Zipformer¶
Zipformer is a novel speech encoder developed by the Next-Gen Kaldi team at Xiaomi. It offers superior accuracy, faster computation, and lower memory usage. It is the first known speech encoder to surpass the Conformer paper on a single dataset (LibriSpeech) after Google's Conformer was published. Zipformer was accepted as an Oral paper (top 1.2%) at ICLR 2024.
Overview¶
Zipformer introduces numerous innovations, including:
- Efficient model architecture: Downsampled encoder structure and Zipformer block
- New normalization: BiasNorm
- New activation function: Swoosh
- New optimizer: ScaledAdam
- Activation value limiting strategies: Balancer and Whitener
For more details, please refer to the paper.

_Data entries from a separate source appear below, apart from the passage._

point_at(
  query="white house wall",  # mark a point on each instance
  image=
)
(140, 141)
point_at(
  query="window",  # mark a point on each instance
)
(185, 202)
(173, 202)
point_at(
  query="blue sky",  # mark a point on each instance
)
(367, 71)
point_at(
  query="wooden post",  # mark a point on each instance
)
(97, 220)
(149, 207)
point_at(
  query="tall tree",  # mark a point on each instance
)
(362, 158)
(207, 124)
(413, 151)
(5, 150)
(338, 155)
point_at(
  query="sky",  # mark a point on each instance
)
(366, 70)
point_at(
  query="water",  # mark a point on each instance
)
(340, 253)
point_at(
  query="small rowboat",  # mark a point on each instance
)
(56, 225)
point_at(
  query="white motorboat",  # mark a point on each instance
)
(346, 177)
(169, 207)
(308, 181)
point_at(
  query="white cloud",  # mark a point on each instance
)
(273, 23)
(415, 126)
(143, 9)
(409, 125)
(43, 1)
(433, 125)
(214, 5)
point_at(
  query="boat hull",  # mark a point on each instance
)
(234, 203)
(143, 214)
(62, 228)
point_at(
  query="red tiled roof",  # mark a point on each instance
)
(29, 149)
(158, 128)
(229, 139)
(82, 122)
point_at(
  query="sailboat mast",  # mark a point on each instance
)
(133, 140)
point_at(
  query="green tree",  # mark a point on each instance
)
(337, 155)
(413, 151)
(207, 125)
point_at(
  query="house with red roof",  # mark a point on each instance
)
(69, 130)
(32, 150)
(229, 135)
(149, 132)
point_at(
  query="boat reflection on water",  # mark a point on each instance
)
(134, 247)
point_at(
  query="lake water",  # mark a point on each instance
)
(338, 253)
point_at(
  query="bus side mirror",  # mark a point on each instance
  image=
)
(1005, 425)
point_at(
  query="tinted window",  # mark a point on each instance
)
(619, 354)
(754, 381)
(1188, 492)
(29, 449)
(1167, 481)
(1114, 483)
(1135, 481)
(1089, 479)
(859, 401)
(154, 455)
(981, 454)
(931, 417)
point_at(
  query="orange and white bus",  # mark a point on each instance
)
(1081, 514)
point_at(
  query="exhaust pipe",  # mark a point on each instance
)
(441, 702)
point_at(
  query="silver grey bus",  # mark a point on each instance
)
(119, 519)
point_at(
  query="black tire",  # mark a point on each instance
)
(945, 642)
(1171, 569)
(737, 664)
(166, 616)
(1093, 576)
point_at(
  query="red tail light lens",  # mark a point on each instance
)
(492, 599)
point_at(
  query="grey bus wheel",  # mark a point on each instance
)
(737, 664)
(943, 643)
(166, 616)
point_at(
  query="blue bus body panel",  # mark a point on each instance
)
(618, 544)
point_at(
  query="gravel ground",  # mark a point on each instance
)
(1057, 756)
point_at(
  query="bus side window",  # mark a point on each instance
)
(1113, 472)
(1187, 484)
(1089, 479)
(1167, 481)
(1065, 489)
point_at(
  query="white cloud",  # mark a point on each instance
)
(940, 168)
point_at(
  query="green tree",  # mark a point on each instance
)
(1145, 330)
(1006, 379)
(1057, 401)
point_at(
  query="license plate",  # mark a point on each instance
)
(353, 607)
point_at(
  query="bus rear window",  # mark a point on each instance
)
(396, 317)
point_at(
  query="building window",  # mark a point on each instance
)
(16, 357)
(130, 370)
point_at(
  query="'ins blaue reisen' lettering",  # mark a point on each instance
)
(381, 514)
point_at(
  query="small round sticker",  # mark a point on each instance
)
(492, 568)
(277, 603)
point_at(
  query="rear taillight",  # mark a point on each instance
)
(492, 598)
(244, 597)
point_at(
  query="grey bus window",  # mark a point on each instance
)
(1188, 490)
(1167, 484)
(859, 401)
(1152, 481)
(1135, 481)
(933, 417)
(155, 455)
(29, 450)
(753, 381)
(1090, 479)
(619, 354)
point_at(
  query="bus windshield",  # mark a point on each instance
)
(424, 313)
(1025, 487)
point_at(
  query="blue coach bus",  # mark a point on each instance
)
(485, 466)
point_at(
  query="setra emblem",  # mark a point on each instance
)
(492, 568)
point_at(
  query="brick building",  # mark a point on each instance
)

Chinese readers can also check our blog post.
Quick Start¶
Note
The examples below use the non-streaming medium model. For more models, please refer to the documentation.
Command Line¶
# Use jit scripted model
# Transducer
zipformer inference --ms-model pkufool/zipformer-medium --model-type jit --ctc 0 en.wav zh.wav
# CTC
zipformer inference --ms-model pkufool/zipformer-medium --model-type jit --ctc 1 en.wav zh.wav
# Use onnx model
# Transducer
zipformer inference --ms-model pkufool/zipformer-medium --model-type onnx --ctc 0 en.wav zh.wav
# CTC
zipformer inference --ms-model pkufool/zipformer-medium --model-type onnx --ctc 1 en.wav zh.wav
Python API¶
from zipformer import inference
# jit scripted model
result = inference([en.wav, zh.wav], ms_model='pkufool/zipformer-medium', model_type='jit', ctc=False)
result = inference([en.wav, zh.wav], ms_model='pkufool/zipformer-medium', model_type='jit', ctc=True)
# onnx model
result = inference([en.wav, zh.wav], ms_model='pkufool/zipformer-medium', model_type='onnx', ctc=False)
result = inference([en.wav, zh.wav], ms_model='pkufool/zipformer-medium', model_type='onnx', ctc=True)
# fp16 model
result = inference([en.wav, zh.wav], ms_model='pkufool/zipformer-medium', model_type='onnx', ctc=False, dtype='fp16')
result = inference([en.wav, zh.wav], ms_model='pkufool/zipformer-medium', model_type='onnx', ctc=True, dtype='fp16')